You know how teenagers are supposed to be all emotional and fly off the handle at nothing? How they can get manic over one thing and suddenly nothing else matters? How they are so confused about what’s going on in their bodies and minds that they can hardly process it? Do you adults remember being like that?
I think I’ve actually become more emotional as I’ve gotten older, although I am less confused. Good thing, too – I would hope at my age I’d have achieved some insight on things. Perhaps it’s because of that insight that I have a certain amount of patience with teenagers. I’ve read quite a bit on their brain development (or lack of it, as it were) and I understand they literally do not have the capacity of an adult to reason and understand consequences for actions.
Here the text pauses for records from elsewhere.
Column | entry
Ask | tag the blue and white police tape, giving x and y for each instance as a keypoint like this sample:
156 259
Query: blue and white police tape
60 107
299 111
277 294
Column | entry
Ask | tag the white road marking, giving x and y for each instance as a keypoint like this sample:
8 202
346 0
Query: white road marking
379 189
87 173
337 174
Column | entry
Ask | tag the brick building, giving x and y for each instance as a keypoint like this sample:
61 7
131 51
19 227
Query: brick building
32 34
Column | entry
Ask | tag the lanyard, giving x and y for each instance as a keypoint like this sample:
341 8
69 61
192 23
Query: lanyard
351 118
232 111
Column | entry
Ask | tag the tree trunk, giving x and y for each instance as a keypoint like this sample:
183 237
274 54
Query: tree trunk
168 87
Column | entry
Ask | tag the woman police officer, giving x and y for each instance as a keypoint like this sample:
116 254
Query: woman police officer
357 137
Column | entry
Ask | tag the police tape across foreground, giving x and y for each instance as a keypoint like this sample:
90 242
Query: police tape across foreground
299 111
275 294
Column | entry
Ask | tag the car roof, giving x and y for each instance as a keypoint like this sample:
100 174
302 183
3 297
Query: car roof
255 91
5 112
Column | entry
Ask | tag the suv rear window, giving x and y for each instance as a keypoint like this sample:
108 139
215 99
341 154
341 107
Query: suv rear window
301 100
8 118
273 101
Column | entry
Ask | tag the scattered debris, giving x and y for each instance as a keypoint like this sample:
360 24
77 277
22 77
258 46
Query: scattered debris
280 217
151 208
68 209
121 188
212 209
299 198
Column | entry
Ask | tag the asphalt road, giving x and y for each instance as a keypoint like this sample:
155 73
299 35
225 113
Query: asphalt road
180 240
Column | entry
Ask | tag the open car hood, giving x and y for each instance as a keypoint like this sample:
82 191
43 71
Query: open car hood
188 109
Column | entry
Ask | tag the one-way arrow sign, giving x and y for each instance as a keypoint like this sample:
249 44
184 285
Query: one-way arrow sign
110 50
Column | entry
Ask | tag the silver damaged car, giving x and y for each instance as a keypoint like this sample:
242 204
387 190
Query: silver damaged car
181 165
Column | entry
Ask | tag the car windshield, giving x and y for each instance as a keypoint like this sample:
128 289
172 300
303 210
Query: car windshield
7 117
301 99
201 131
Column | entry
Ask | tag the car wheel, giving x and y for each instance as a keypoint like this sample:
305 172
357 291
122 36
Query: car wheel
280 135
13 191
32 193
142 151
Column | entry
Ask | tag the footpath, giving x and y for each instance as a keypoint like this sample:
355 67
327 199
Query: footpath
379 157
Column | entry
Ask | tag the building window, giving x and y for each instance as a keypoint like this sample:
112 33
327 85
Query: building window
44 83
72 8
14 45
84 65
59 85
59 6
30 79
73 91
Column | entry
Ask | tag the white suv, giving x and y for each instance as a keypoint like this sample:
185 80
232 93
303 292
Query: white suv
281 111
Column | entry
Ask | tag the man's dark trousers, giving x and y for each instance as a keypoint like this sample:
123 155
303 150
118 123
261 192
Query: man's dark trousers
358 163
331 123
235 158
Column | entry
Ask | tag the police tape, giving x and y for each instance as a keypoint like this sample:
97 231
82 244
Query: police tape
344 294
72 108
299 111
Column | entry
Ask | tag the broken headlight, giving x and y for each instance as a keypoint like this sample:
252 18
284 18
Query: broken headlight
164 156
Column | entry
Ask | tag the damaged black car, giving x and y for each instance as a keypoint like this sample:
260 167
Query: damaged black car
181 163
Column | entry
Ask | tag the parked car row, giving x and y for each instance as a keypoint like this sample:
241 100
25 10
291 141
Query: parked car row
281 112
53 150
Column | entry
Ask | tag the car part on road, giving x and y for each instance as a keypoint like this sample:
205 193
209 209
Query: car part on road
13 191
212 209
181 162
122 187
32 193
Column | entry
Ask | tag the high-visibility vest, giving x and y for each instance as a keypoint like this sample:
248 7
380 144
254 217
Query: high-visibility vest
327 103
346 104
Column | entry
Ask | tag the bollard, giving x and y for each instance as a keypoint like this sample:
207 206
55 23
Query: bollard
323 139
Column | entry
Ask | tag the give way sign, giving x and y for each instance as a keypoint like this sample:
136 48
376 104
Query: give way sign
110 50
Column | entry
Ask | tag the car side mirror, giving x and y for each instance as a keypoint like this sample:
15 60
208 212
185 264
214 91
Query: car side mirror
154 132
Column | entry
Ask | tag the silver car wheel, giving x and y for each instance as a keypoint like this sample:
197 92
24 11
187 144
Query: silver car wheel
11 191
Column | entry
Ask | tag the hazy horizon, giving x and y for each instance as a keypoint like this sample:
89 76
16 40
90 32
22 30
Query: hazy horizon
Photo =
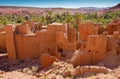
60 3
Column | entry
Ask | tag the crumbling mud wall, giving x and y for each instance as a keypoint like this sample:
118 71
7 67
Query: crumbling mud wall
94 52
63 43
10 42
32 45
113 26
91 47
87 29
71 34
2 42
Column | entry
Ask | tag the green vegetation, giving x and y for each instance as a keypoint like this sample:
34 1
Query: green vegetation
65 17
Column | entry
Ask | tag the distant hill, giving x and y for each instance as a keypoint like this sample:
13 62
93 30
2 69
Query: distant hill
116 7
43 11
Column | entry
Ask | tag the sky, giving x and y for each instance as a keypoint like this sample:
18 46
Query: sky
60 3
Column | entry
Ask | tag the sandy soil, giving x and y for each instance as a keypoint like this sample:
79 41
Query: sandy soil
31 69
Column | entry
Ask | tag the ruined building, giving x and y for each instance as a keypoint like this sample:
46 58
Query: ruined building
29 40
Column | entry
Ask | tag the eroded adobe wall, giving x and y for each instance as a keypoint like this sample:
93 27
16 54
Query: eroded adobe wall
2 41
86 29
63 43
22 29
10 42
94 52
71 32
26 46
34 45
97 45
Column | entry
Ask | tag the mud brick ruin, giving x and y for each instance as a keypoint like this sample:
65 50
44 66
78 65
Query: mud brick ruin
57 40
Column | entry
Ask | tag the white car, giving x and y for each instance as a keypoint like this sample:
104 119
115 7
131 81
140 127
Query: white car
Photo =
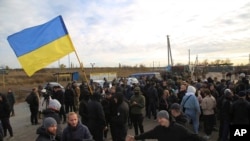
132 80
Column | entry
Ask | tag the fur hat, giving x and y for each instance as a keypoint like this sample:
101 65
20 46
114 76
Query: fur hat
48 122
191 89
227 92
175 106
54 104
137 89
242 94
163 114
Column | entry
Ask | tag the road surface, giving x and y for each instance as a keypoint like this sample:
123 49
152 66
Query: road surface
24 131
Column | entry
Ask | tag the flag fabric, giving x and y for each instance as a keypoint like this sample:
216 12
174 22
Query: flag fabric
37 47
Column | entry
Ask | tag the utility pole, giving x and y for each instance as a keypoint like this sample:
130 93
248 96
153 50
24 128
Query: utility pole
169 53
92 65
189 57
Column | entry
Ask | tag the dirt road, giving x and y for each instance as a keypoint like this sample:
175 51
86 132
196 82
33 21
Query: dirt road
24 131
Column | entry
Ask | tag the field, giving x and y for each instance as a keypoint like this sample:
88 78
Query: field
22 84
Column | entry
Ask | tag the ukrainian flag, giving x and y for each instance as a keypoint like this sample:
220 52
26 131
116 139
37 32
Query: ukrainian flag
39 46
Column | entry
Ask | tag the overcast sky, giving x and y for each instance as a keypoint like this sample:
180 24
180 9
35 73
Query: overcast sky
130 32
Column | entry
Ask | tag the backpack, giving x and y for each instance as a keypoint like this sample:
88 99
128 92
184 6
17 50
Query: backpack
29 99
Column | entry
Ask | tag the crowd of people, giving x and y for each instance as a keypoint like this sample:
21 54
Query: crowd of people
92 111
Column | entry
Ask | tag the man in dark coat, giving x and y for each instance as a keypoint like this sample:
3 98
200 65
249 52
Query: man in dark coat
48 131
5 115
11 98
240 111
167 130
33 101
75 131
59 95
118 123
53 111
225 109
96 118
153 100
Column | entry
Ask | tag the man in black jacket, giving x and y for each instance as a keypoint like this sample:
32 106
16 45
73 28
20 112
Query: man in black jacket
119 120
167 130
48 131
96 118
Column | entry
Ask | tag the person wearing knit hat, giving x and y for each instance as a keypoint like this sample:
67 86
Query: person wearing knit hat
240 110
166 130
228 92
54 104
178 115
163 118
137 105
242 94
48 130
191 107
53 112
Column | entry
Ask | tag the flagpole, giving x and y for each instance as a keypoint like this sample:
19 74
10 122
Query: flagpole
82 68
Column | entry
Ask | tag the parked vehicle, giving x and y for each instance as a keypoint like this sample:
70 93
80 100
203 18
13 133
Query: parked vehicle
132 80
50 85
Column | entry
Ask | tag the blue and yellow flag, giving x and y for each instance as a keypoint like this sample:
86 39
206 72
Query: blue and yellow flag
37 47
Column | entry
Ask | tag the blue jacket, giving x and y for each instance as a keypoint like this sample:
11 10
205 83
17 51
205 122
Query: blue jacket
79 133
191 103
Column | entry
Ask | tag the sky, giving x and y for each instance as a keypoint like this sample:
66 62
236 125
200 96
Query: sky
107 33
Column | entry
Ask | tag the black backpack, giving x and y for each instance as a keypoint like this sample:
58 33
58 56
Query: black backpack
29 99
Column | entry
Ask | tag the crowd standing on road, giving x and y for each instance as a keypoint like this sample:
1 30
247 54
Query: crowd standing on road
92 112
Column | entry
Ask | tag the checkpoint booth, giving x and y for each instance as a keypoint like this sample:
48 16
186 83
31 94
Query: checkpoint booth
67 76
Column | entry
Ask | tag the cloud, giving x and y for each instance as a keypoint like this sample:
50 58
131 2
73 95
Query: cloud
109 32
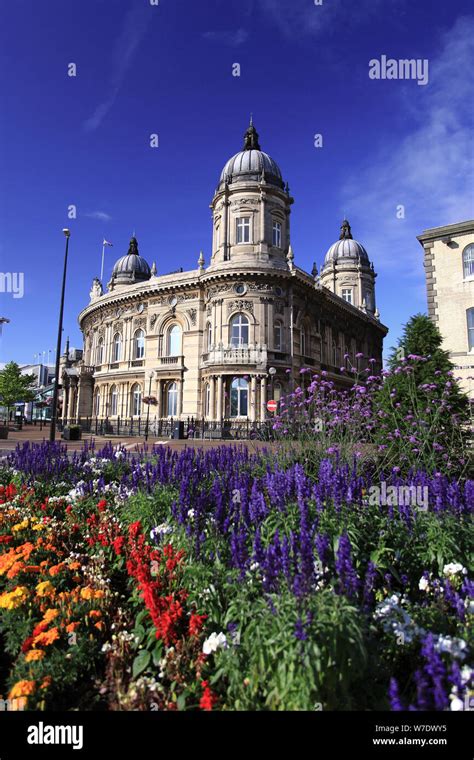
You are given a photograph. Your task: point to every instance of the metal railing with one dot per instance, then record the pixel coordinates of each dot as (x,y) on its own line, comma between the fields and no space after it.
(192,427)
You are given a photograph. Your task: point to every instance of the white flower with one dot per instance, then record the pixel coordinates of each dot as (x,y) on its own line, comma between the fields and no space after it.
(452,645)
(214,642)
(453,568)
(424,584)
(160,531)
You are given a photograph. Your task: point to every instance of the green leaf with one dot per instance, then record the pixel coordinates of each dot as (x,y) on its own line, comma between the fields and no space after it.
(140,663)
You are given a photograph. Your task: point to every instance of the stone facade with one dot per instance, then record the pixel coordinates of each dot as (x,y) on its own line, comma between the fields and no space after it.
(201,343)
(449,271)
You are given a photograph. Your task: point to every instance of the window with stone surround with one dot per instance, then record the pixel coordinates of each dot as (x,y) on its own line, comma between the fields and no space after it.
(239,331)
(470,328)
(276,234)
(243,229)
(468,261)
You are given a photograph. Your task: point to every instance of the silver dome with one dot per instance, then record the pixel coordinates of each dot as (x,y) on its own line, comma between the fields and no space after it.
(249,164)
(131,267)
(346,248)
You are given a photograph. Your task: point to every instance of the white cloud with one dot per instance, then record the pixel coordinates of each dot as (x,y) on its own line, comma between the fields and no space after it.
(430,171)
(100,215)
(297,18)
(134,26)
(225,37)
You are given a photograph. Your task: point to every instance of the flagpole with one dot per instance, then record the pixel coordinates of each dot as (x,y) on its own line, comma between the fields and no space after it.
(102,265)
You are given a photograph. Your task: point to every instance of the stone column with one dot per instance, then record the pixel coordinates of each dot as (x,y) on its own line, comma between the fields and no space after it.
(212,397)
(263,398)
(219,398)
(179,383)
(70,402)
(158,398)
(65,402)
(253,398)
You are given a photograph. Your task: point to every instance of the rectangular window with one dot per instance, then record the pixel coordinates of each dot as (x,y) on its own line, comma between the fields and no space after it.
(468,258)
(276,237)
(277,337)
(243,229)
(470,328)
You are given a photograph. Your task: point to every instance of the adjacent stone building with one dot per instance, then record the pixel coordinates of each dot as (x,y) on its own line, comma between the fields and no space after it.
(449,269)
(220,340)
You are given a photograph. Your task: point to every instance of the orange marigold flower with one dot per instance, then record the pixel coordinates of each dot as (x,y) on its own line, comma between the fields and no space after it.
(44,588)
(50,614)
(46,638)
(22,689)
(55,569)
(34,654)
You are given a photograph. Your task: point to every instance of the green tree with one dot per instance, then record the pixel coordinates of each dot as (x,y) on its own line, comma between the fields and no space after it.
(15,387)
(421,391)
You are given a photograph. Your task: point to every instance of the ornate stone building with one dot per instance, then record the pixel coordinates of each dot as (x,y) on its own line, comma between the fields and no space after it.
(449,271)
(201,343)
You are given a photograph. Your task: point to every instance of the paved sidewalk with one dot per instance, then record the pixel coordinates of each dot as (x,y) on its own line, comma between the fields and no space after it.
(35,435)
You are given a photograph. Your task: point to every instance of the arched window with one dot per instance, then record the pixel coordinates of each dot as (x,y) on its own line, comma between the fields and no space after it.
(239,397)
(172,400)
(303,341)
(277,392)
(139,345)
(277,336)
(470,329)
(174,340)
(136,394)
(239,331)
(117,348)
(100,352)
(113,401)
(97,403)
(468,260)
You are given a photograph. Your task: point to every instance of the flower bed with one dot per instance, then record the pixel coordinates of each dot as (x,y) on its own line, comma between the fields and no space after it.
(227,580)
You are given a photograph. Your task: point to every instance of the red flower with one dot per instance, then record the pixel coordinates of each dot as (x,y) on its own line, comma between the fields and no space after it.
(195,624)
(208,699)
(118,543)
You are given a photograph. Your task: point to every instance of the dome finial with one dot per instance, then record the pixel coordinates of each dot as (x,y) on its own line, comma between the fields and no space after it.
(251,137)
(133,248)
(346,233)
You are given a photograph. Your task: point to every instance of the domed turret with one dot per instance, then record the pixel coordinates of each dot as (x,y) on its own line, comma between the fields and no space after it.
(130,268)
(251,210)
(251,164)
(347,271)
(346,247)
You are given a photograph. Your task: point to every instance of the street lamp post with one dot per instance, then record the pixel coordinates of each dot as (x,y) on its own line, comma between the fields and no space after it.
(151,375)
(52,430)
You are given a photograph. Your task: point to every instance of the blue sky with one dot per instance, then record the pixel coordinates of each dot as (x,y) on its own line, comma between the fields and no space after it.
(167,69)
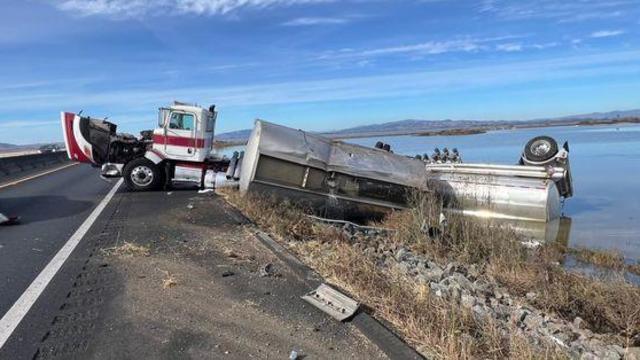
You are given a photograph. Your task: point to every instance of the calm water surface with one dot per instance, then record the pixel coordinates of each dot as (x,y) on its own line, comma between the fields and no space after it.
(605,164)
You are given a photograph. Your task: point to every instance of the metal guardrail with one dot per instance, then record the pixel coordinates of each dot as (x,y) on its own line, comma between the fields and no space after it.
(14,165)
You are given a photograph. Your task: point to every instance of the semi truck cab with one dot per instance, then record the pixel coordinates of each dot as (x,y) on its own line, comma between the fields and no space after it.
(179,149)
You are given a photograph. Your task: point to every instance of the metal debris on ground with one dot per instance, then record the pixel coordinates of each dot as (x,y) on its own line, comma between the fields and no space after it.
(267,270)
(336,304)
(352,228)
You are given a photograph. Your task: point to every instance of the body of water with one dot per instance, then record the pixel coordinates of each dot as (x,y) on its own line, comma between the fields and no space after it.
(605,164)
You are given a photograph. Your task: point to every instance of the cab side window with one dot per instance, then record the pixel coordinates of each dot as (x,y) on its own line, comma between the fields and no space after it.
(181,121)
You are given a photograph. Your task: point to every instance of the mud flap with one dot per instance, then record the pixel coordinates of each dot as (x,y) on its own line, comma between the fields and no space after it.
(338,305)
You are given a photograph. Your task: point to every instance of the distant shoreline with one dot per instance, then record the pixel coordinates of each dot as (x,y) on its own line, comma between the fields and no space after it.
(462,131)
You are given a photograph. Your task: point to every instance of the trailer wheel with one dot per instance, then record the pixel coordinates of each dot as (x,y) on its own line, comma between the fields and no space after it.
(541,148)
(142,174)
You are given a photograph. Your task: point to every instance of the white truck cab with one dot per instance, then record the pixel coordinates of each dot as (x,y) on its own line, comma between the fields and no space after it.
(180,149)
(184,132)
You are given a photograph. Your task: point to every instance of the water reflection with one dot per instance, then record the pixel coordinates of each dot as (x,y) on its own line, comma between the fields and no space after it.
(556,231)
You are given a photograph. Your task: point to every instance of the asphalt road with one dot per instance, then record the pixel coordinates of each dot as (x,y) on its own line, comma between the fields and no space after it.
(51,207)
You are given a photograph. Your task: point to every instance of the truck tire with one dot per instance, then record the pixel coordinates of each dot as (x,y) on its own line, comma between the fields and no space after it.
(540,149)
(141,174)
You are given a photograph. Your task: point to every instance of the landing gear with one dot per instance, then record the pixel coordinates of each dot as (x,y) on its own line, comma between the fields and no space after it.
(141,174)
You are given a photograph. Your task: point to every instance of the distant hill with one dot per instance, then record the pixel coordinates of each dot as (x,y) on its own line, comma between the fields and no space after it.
(606,115)
(5,146)
(413,126)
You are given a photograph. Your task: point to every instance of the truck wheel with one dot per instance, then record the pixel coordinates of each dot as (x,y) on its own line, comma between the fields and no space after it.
(541,148)
(142,174)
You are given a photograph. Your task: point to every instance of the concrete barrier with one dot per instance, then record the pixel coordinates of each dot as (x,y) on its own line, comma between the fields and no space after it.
(14,166)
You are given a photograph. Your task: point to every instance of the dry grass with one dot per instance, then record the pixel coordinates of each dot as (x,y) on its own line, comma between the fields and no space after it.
(128,250)
(604,258)
(634,268)
(446,329)
(438,327)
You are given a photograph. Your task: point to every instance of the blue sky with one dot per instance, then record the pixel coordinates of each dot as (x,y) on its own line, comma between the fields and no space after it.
(313,64)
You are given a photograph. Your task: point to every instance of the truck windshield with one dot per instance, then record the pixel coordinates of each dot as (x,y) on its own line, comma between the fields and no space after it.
(180,121)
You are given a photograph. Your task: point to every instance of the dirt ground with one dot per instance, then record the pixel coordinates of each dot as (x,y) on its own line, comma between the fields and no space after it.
(197,284)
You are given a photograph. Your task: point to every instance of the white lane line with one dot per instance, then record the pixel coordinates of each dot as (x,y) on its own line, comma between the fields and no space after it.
(14,316)
(15,182)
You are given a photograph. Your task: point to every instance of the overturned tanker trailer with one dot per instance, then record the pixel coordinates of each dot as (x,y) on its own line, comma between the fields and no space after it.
(341,180)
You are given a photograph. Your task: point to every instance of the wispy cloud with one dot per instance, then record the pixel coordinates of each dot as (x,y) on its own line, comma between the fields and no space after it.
(25,123)
(461,44)
(340,89)
(560,11)
(510,47)
(309,21)
(130,8)
(606,33)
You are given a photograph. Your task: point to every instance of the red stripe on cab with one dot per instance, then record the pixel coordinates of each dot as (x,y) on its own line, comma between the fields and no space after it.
(178,141)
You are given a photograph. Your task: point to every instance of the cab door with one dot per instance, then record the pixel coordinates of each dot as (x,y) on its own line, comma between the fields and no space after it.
(180,134)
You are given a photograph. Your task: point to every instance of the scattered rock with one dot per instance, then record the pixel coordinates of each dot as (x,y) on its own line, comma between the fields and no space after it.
(467,301)
(632,353)
(267,270)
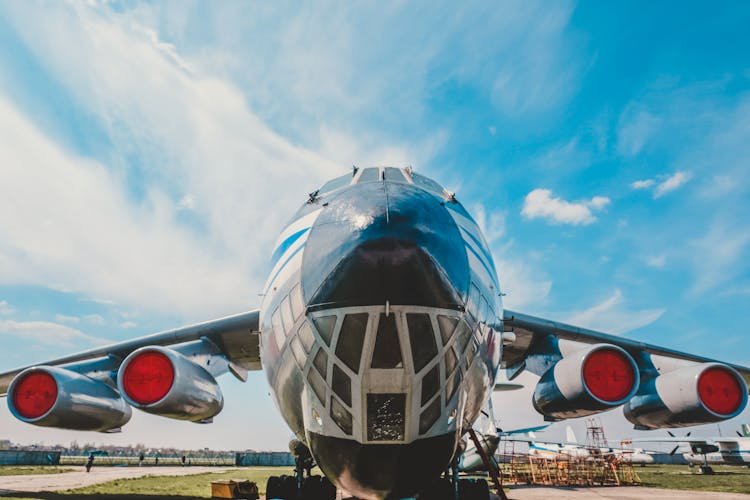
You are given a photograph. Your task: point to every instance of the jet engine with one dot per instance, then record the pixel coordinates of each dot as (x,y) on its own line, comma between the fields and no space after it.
(595,379)
(699,394)
(50,396)
(164,382)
A while ago, I witnessed a teenager prove that theory.
There is a young lady living a few doors down from us who must be around nineteen years old. She always plays the music in her car at such a great volume that it’s a wonder her eardrums haven’t exploded. One morning at about nine o’clock when I was still sleeping (I work late, okay?), she drove into the driveway and started washing her car, leaving the doors open so she could listen to her music at what must have been concert levels. Six units down and with my windows closed, it was like I had my own stereo playing.
Due to it not being the first time, I decided to go talk to her. Because her back was to me and the music was so loud, I had to actually tap her on the shoulder before she knew I was there. I asked her to turn her music down. I said it was inconsiderate at any time of day to be making that kind of racket. I told her it would be helpful if she would refrain in the future from sharing her music with all citizens in a five-block radius. I expected her to be peeved, like teenagers are.
She totally wasn’t. What she seemed to be was surprised. Surprised that everyone in the neighbourhood and beyond wasn’t absolutely delighted to listen to her tunes. Taken off-guard that I would make an issue of it at all. Disconnected for a moment that my request pertained to something she was doing wrong. It was odd.
I know many adults are similarly self-involved, but it is the navel-gazing tendency of adolescents that perhaps makes them more prone to this behaviour. That is, not realizing how their actions can affect them or others. It’s not that they’re mean, they just don’t immediately consider it. This girl was quite dumbfounded. It had evidently not occurred to her that what she was doing could annoy a nauseated pregnant lady who worked nights, was moody like nobody’s business and who still had an hour to rest before The View was on.
It makes me think that being the parent of a teenager must be very tiring. Parents? Is it true?